17
votes

I wish to speed up my machine learning algorithm (written in Python) using Numba (http://numba.pydata.org/). Note that this algorithm takes as its input data a sparse matrix. In my pure Python implementation, I used csr_matrix and related classes from Scipy, but apparently it is not compatible with Numba's JIT compiler.

I have also created my own custom class to implement the sparse matrix (which is basically a list of list of (index, value) pair), but again it is incompatible with Numba (i.e., I got some weird error message saying it doesn't recognize extension type)

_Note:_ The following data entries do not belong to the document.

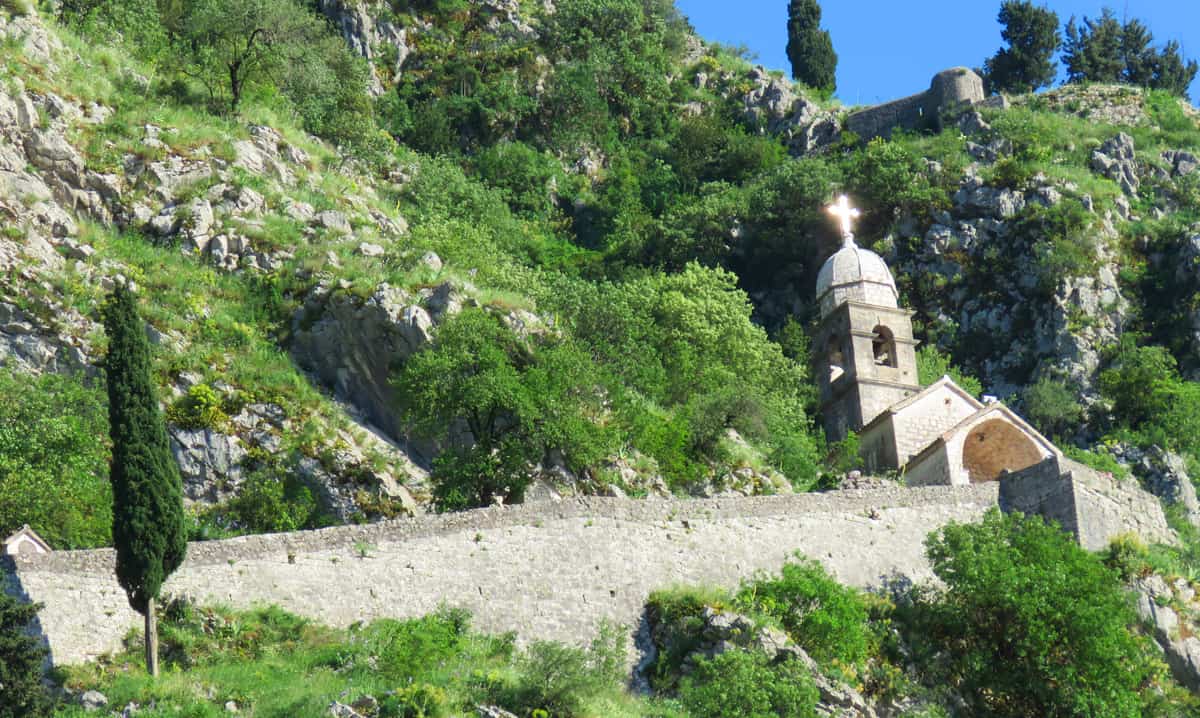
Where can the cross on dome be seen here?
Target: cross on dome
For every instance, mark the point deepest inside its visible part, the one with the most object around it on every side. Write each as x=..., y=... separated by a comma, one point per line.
x=846, y=215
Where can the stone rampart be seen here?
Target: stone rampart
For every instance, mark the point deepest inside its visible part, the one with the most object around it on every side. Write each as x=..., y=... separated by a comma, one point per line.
x=541, y=570
x=948, y=88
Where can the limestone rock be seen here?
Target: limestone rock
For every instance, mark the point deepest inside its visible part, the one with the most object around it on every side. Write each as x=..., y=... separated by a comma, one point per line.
x=334, y=221
x=1164, y=473
x=371, y=250
x=209, y=462
x=352, y=345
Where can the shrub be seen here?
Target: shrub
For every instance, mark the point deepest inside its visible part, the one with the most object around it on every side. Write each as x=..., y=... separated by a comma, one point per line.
x=822, y=616
x=202, y=407
x=743, y=684
x=22, y=694
x=1128, y=556
x=933, y=365
x=268, y=502
x=409, y=648
x=558, y=680
x=1029, y=623
x=1053, y=406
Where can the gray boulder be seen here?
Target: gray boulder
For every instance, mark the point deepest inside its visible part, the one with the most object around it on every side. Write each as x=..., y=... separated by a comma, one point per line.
x=209, y=461
x=1117, y=161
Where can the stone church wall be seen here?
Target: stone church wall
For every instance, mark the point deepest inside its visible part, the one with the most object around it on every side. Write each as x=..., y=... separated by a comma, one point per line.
x=555, y=570
x=543, y=570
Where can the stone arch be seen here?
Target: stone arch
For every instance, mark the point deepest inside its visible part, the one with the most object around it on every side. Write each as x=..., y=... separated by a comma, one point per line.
x=883, y=347
x=995, y=447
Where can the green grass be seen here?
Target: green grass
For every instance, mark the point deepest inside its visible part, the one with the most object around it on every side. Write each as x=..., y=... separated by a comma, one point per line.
x=275, y=664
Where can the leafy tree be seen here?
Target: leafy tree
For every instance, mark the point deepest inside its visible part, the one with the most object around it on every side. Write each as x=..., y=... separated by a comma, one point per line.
x=1108, y=51
x=809, y=48
x=135, y=23
x=520, y=400
x=1032, y=36
x=22, y=694
x=933, y=365
x=822, y=616
x=1053, y=406
x=1029, y=623
x=227, y=47
x=53, y=467
x=1092, y=51
x=148, y=496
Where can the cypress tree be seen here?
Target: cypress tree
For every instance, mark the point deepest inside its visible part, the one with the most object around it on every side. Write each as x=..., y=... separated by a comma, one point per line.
x=148, y=496
x=809, y=47
x=21, y=663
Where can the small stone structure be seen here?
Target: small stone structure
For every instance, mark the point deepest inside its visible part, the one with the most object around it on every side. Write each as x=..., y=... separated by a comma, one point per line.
x=25, y=542
x=1091, y=506
x=949, y=88
x=555, y=570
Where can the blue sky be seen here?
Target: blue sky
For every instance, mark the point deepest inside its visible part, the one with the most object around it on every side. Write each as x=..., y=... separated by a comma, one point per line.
x=888, y=48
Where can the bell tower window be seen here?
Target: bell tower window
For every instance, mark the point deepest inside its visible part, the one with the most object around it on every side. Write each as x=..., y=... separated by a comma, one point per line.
x=835, y=359
x=883, y=345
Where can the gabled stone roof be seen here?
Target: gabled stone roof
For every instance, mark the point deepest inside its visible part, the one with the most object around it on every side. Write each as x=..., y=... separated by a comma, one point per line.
x=25, y=536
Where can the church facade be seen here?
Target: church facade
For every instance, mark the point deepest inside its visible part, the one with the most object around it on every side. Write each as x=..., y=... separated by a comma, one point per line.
x=865, y=359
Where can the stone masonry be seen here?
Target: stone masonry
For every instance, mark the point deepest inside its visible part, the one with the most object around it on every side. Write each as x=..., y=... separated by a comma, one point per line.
x=917, y=112
x=543, y=570
x=555, y=570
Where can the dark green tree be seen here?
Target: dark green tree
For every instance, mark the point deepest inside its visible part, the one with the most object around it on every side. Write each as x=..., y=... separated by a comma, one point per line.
x=231, y=46
x=22, y=694
x=1029, y=623
x=1110, y=52
x=519, y=399
x=1032, y=36
x=148, y=497
x=1171, y=71
x=809, y=47
x=1093, y=51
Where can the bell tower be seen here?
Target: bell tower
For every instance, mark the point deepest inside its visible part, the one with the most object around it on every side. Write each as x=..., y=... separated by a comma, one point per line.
x=864, y=354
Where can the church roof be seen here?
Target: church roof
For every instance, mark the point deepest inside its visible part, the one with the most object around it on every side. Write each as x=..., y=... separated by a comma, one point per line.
x=990, y=408
x=25, y=536
x=946, y=381
x=855, y=265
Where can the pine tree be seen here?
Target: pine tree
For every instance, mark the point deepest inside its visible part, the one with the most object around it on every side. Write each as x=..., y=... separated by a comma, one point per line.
x=1092, y=52
x=1032, y=36
x=148, y=507
x=21, y=662
x=1110, y=52
x=1171, y=72
x=809, y=47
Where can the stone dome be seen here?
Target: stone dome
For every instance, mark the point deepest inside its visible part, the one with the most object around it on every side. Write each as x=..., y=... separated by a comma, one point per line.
x=853, y=274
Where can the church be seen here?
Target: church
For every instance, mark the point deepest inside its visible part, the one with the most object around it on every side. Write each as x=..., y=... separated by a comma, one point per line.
x=865, y=360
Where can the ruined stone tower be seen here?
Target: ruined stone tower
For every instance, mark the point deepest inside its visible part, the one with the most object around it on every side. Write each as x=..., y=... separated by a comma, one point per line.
x=864, y=353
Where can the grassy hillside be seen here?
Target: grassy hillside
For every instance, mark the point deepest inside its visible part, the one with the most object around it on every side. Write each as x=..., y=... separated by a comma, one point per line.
x=597, y=235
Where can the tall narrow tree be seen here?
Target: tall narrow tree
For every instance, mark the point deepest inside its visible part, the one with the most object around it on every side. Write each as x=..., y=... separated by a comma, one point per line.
x=809, y=47
x=22, y=694
x=148, y=496
x=1032, y=37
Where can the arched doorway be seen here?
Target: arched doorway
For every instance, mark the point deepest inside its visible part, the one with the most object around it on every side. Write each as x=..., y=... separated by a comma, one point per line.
x=997, y=446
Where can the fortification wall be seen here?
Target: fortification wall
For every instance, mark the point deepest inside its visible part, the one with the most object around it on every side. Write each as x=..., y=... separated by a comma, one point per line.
x=948, y=88
x=541, y=570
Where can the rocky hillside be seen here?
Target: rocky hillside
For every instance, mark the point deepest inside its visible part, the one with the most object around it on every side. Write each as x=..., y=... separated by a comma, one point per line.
x=639, y=217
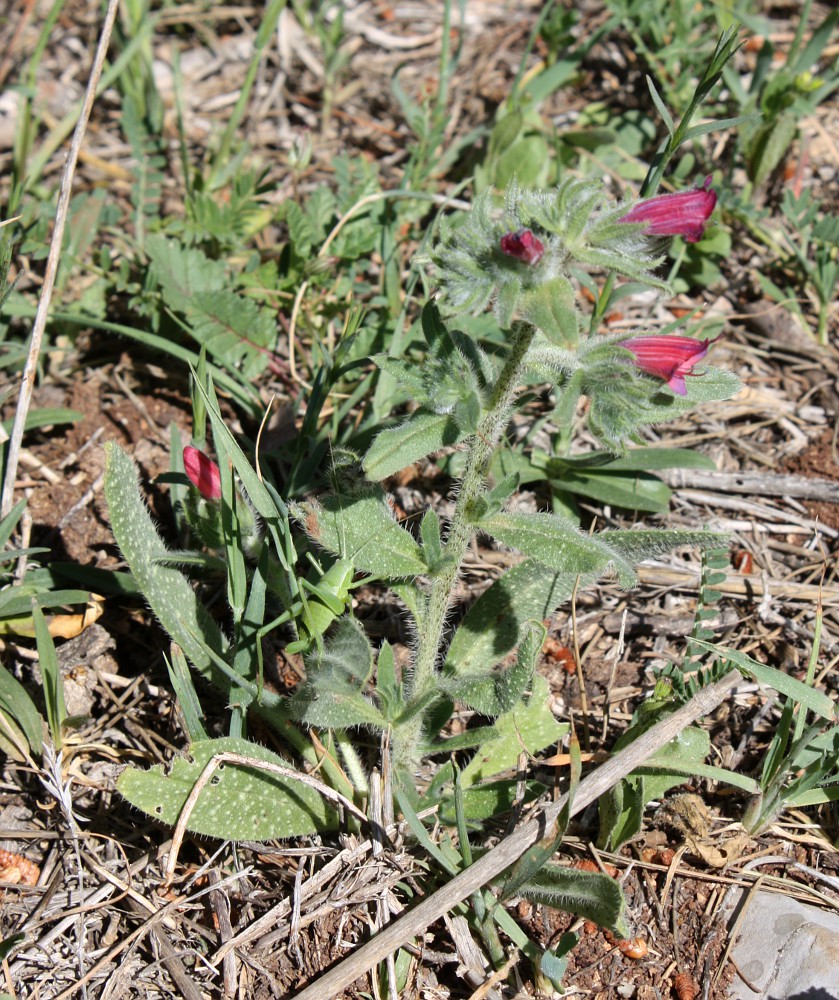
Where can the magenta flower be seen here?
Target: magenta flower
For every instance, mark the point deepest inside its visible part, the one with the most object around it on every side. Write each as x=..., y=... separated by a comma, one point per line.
x=670, y=358
x=523, y=245
x=682, y=214
x=203, y=473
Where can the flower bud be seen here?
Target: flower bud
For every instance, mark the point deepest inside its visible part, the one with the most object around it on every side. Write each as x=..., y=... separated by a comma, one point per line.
x=203, y=473
x=682, y=214
x=670, y=358
x=523, y=246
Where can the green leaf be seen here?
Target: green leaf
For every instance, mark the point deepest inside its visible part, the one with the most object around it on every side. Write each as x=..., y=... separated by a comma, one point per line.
x=636, y=460
x=498, y=621
x=231, y=326
x=491, y=798
x=634, y=491
x=495, y=693
x=46, y=417
x=550, y=308
x=810, y=698
x=51, y=676
x=635, y=545
x=167, y=590
x=622, y=808
x=712, y=386
x=771, y=144
x=555, y=541
x=421, y=434
x=20, y=710
x=237, y=803
x=336, y=678
x=530, y=727
x=591, y=895
x=362, y=529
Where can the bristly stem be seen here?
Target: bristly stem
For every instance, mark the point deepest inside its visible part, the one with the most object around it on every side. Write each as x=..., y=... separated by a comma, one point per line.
x=461, y=530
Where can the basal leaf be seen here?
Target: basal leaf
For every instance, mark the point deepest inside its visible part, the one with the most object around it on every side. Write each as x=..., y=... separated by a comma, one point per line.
x=364, y=530
x=421, y=434
x=237, y=803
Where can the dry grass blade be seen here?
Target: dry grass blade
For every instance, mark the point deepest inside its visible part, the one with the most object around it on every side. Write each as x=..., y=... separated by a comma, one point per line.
x=511, y=848
x=42, y=313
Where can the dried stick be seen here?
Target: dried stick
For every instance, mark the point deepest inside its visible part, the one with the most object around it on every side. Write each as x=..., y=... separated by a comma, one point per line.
x=42, y=313
x=513, y=847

Is there an alternative, simple way to implement sparse matrix using only numpy (without resorting to SciPy) that is compatible with Numba? Any example code would be appreciated. Thanks!

2
What features of csr_matrix did you use? You could try to reproduce their behavior in numpy, although I seriously doubt it would in general result in a speed-up...Jaime
I only use csr_matrix to store my data. What I need is simply to iterate row by row, and then for every row I want retrieve the list of indices and values. This is why for now I created my own class, implemented as a simple list of list. But again it's not recognized by Numba's compiler.rjo2909

2 Answers

4
votes

If all you have to do is iterate over the values of a CSR matrix, you can pass the attributes data, indptr, and indices to a function instead of the CSR matrix object.

from scipy import sparse
from numba import njit

@njit
def print_csr(A, iA, jA):
    for row in range(len(iA)-1):
        for i in range(iA[row], iA[row+1]):
            print(row, jA[i], A[i])

A = sparse.csr_matrix([[1, 2, 0], [0, 0, 3], [4, 0, 5]])
print_csr(A.data, A.indptr, A.indices)
3
votes

You can access the data of your sparse matrix as pure numpy or python. For example

M=sparse.csr_matrix([[1,0,0],[1,0,1],[1,1,1]])
ML = M.tolil()

for d,r in enumerate(zip(ML.data,ML.rows))
    # d,r are lists
    dr = np.array([d,r])
    print dr

produces:

[[1]
 [0]]
[[1 1]
 [0 2]]
[[1 1 1]
 [0 1 2]]

Surely numba can handle code that uses these arrays, provided, of course, that it does not expect each row to have the same size of array.


The lil format stores values 2 object dtype arrays, with data and indices stored lists, by row.